One trial used a glow-in-the-dark green protein as an indicator. Zapping the cells with brief bursts of electricity pumped out ROS molecules. The cell’s biosensors perked up, in turn releasing NRF2, which latched on to the synthetically-added genetic machinery that expresses green proteins and turned it on.
The electrical trigger was fully reversible, with the cells “resetting” into normal, healthy conditions and able to withstand another electrical go-around.
“We’ve wanted to directly control gene expression using electricity for a long time; now we’ve finally succeeded,” said Fussenegger.
Encouraged, the team next tried using DART to control the insulin gene. Insulin is essential for regulating blood sugar, and its levels are disrupted in diabetes. The team is no stranger to the field, previously engineering designer cells that pump out insulin in response to voltage changes.

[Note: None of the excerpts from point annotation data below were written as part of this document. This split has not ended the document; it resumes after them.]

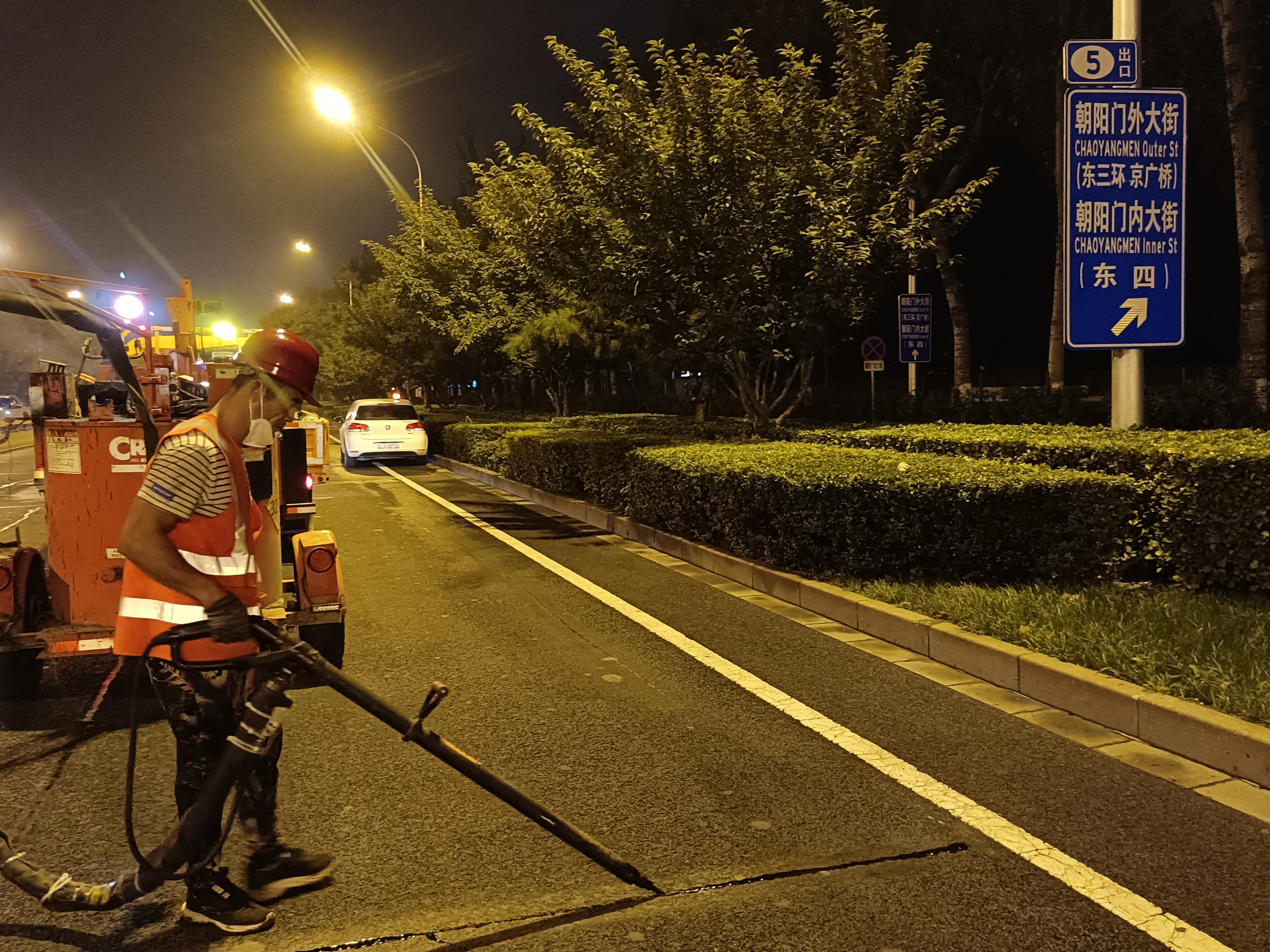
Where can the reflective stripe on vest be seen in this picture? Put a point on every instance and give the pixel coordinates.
(167, 612)
(220, 565)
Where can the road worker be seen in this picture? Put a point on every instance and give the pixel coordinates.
(190, 542)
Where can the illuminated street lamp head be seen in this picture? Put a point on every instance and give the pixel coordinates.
(129, 306)
(333, 106)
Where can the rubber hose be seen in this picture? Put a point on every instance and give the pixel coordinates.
(69, 897)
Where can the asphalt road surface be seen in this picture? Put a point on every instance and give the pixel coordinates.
(765, 834)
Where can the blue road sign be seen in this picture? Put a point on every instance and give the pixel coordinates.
(1102, 63)
(915, 328)
(1126, 218)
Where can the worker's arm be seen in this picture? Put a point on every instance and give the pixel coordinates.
(144, 542)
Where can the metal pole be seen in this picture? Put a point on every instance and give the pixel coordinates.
(1128, 365)
(912, 367)
(418, 169)
(912, 290)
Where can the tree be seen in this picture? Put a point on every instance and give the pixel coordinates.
(737, 218)
(1236, 23)
(459, 300)
(553, 346)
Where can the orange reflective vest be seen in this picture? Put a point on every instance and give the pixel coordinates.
(222, 546)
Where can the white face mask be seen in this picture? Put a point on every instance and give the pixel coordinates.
(261, 432)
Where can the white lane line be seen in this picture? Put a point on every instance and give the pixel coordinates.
(1136, 911)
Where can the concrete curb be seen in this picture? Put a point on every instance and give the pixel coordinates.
(1192, 730)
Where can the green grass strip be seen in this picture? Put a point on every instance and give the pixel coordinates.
(1211, 648)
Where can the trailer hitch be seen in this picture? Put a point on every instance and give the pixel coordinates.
(281, 662)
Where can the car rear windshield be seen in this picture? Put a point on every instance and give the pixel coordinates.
(387, 412)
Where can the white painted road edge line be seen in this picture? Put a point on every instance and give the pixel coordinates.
(1136, 911)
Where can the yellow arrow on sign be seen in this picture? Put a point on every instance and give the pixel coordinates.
(1137, 309)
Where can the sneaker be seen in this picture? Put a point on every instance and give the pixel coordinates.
(215, 900)
(272, 874)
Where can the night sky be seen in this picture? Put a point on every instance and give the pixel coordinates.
(177, 139)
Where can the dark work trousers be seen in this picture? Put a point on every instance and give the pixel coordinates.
(204, 710)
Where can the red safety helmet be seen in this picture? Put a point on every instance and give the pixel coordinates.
(285, 357)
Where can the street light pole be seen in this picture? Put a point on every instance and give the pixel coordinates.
(1128, 365)
(417, 167)
(418, 171)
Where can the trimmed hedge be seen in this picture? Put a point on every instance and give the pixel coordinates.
(730, 428)
(483, 443)
(590, 465)
(1208, 520)
(577, 456)
(873, 513)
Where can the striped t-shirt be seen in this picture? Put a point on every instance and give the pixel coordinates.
(189, 477)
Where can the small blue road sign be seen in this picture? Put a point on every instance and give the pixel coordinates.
(915, 328)
(1102, 63)
(1124, 226)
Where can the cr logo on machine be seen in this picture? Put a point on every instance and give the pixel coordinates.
(131, 454)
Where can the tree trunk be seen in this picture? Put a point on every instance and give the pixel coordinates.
(755, 386)
(1235, 20)
(958, 309)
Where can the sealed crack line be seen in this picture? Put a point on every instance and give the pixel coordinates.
(1121, 902)
(534, 923)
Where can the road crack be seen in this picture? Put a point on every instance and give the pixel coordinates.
(533, 923)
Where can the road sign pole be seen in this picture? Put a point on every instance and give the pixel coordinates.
(1128, 365)
(912, 367)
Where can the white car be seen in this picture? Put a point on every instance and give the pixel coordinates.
(381, 429)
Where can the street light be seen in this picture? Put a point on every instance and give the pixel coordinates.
(309, 249)
(333, 106)
(337, 108)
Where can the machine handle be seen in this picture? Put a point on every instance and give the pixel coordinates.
(265, 634)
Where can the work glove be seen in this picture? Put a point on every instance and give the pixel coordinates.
(229, 621)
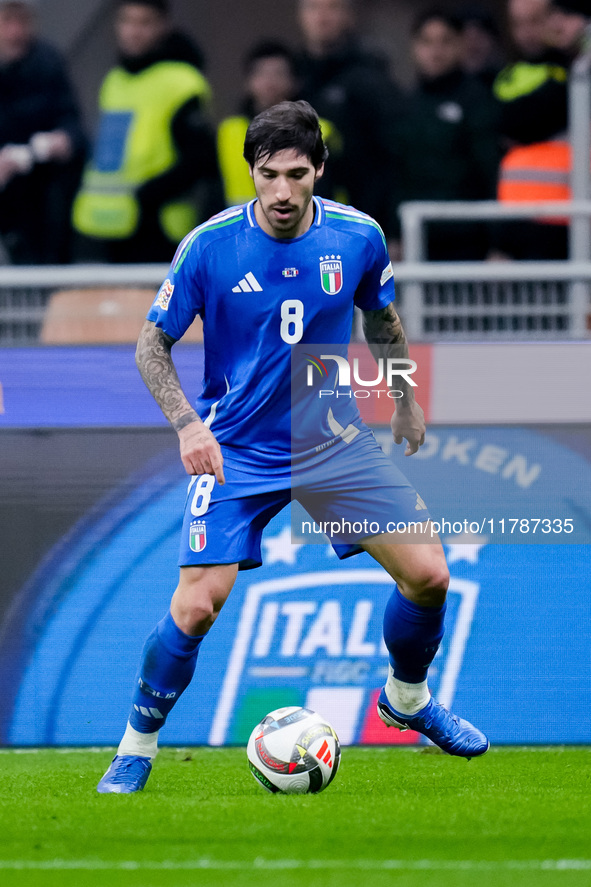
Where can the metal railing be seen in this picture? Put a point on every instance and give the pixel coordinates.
(492, 299)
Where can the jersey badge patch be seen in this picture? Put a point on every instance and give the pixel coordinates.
(164, 295)
(387, 273)
(331, 274)
(197, 536)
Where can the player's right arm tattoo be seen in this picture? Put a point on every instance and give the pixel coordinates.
(383, 329)
(154, 361)
(386, 338)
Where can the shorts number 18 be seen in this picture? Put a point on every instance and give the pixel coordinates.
(292, 321)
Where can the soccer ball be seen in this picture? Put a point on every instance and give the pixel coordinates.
(294, 751)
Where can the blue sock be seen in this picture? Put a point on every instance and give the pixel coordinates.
(166, 668)
(412, 634)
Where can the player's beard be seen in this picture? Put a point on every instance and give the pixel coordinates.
(291, 225)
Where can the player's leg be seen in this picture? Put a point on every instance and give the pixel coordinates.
(222, 529)
(167, 666)
(413, 630)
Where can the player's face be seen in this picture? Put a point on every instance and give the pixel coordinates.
(437, 49)
(284, 185)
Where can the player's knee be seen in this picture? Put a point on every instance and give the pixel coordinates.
(429, 586)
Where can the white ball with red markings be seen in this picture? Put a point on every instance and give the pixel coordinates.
(294, 751)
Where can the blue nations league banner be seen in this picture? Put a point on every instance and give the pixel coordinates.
(303, 629)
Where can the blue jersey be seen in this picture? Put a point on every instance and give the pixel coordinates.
(258, 296)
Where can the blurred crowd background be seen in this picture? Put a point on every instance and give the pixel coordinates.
(121, 123)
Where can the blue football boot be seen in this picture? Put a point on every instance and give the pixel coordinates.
(452, 734)
(126, 774)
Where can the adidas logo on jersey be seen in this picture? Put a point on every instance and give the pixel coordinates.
(248, 284)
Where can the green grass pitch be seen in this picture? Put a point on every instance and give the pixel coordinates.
(393, 816)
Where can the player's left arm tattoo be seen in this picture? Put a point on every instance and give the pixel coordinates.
(154, 361)
(386, 338)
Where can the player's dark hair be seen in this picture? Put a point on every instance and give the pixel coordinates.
(161, 6)
(284, 126)
(437, 14)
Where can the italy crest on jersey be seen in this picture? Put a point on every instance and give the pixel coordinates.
(331, 274)
(197, 536)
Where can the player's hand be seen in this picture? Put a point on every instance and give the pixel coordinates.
(200, 451)
(408, 422)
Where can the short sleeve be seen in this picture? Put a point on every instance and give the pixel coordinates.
(181, 297)
(376, 288)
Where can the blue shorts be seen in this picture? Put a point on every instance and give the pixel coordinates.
(349, 492)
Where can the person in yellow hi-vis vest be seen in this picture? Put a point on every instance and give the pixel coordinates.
(154, 144)
(270, 77)
(533, 98)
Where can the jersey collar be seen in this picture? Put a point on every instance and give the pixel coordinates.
(318, 214)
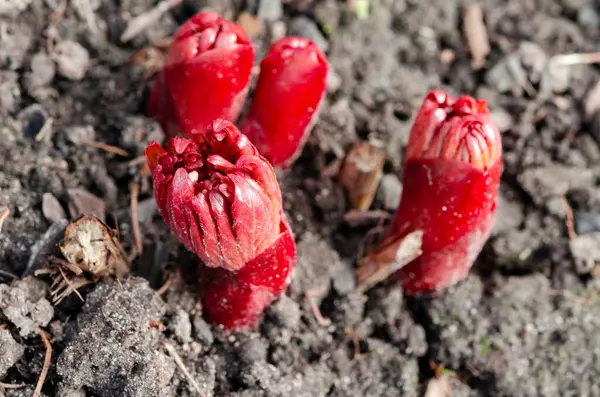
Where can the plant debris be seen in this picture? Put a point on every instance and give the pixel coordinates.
(360, 174)
(92, 251)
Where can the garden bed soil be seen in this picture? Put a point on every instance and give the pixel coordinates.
(526, 322)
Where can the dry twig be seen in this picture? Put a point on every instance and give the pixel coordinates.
(181, 365)
(47, 359)
(106, 147)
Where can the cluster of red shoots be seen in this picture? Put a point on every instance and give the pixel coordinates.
(216, 188)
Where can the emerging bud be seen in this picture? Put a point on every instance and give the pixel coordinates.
(205, 76)
(218, 195)
(451, 177)
(290, 88)
(221, 199)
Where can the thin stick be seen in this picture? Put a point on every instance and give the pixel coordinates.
(310, 295)
(47, 359)
(569, 218)
(183, 369)
(106, 147)
(3, 215)
(135, 220)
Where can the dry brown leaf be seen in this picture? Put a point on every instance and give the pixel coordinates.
(91, 245)
(52, 209)
(360, 174)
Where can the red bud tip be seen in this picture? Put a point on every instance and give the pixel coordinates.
(455, 129)
(205, 76)
(289, 90)
(218, 195)
(450, 180)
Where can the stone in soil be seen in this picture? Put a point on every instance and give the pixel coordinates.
(23, 303)
(114, 351)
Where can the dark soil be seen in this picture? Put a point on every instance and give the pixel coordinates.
(525, 323)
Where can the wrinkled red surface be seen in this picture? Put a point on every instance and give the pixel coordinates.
(221, 199)
(218, 195)
(455, 206)
(290, 87)
(451, 177)
(236, 300)
(205, 76)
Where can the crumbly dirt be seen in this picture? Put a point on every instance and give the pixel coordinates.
(525, 322)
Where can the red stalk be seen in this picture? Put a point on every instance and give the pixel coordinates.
(290, 87)
(221, 199)
(451, 177)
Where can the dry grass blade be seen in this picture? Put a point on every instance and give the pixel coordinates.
(106, 147)
(379, 265)
(12, 385)
(4, 212)
(143, 21)
(135, 221)
(181, 365)
(47, 359)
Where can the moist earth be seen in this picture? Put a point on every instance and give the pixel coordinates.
(526, 322)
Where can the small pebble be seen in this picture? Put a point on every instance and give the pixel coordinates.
(42, 70)
(203, 332)
(33, 118)
(72, 59)
(306, 27)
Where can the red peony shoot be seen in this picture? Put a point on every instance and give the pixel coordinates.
(290, 88)
(221, 199)
(205, 76)
(451, 177)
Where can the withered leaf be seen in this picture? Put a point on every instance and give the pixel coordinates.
(392, 255)
(360, 174)
(90, 245)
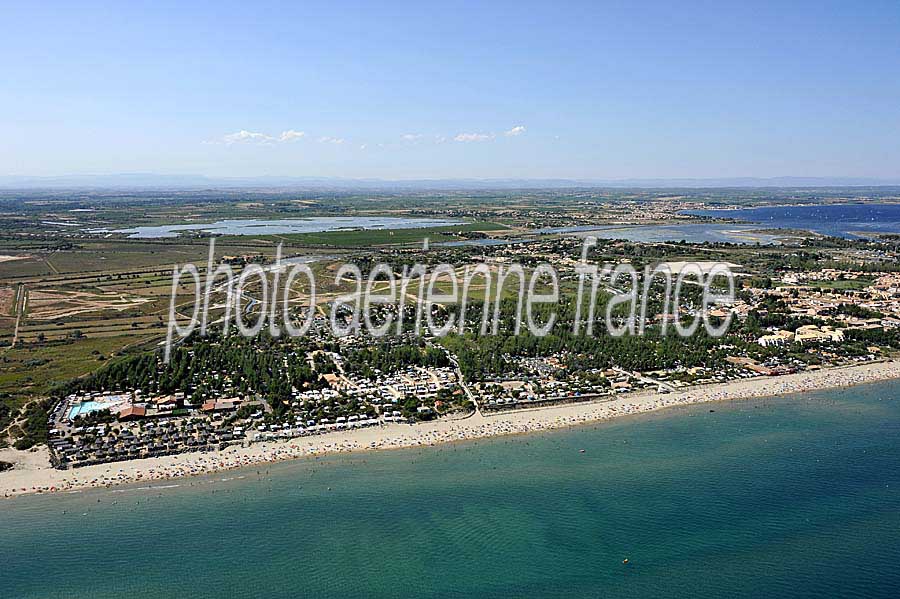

Using DART, the team genetically engineered insulin-producing genes into human cells, which only turned on in the presence of ROS after electrical stimulation. The setup worked perfectly in Petri dishes, with the cells releasing insulin after being zapped with electricity and subsequently showered in ROS.
The engineered cells were then encapsulated into a clinically licensed jelly-like substance and implanted under the skin on the backs of mice with Type 1 diabetes. These mice can’t normally produce insulin on their own.
The DART controller is relatively simple: two acupuncture needles coated with platinum powered by three AA batteries and wired to a 12V power switch that targets the implanted engineered cells. As a control, the team also pricked mice with acupuncture needles far away from the implanted cells. Each group was zapped for just 10 seconds a day.
Compared to the controls, in just four weeks the electrogenetic treatment showed promise. The mice could better battle low blood sugar from dieting, and eventually they restored their normal blood sugar levels. They were also adept at regulating blood sugar levels after a meal, something that’s difficult in people with diabetes without using insulin. Other metabolic measures also improved.
The next step is finding ways to replace the need for genetically engineered cells used in the implants with a more clinically viable solution.
But to the authors, DART represents a road map to further bridge biological bodies to the digital realm. It should be straightforward to link DART controls to a wide range of biopharmaceuticals inside cells. With more optimizing, these electrogenetic interfaces “hold great promise for a variety of future gene- and cell-based therapies,” said the authors.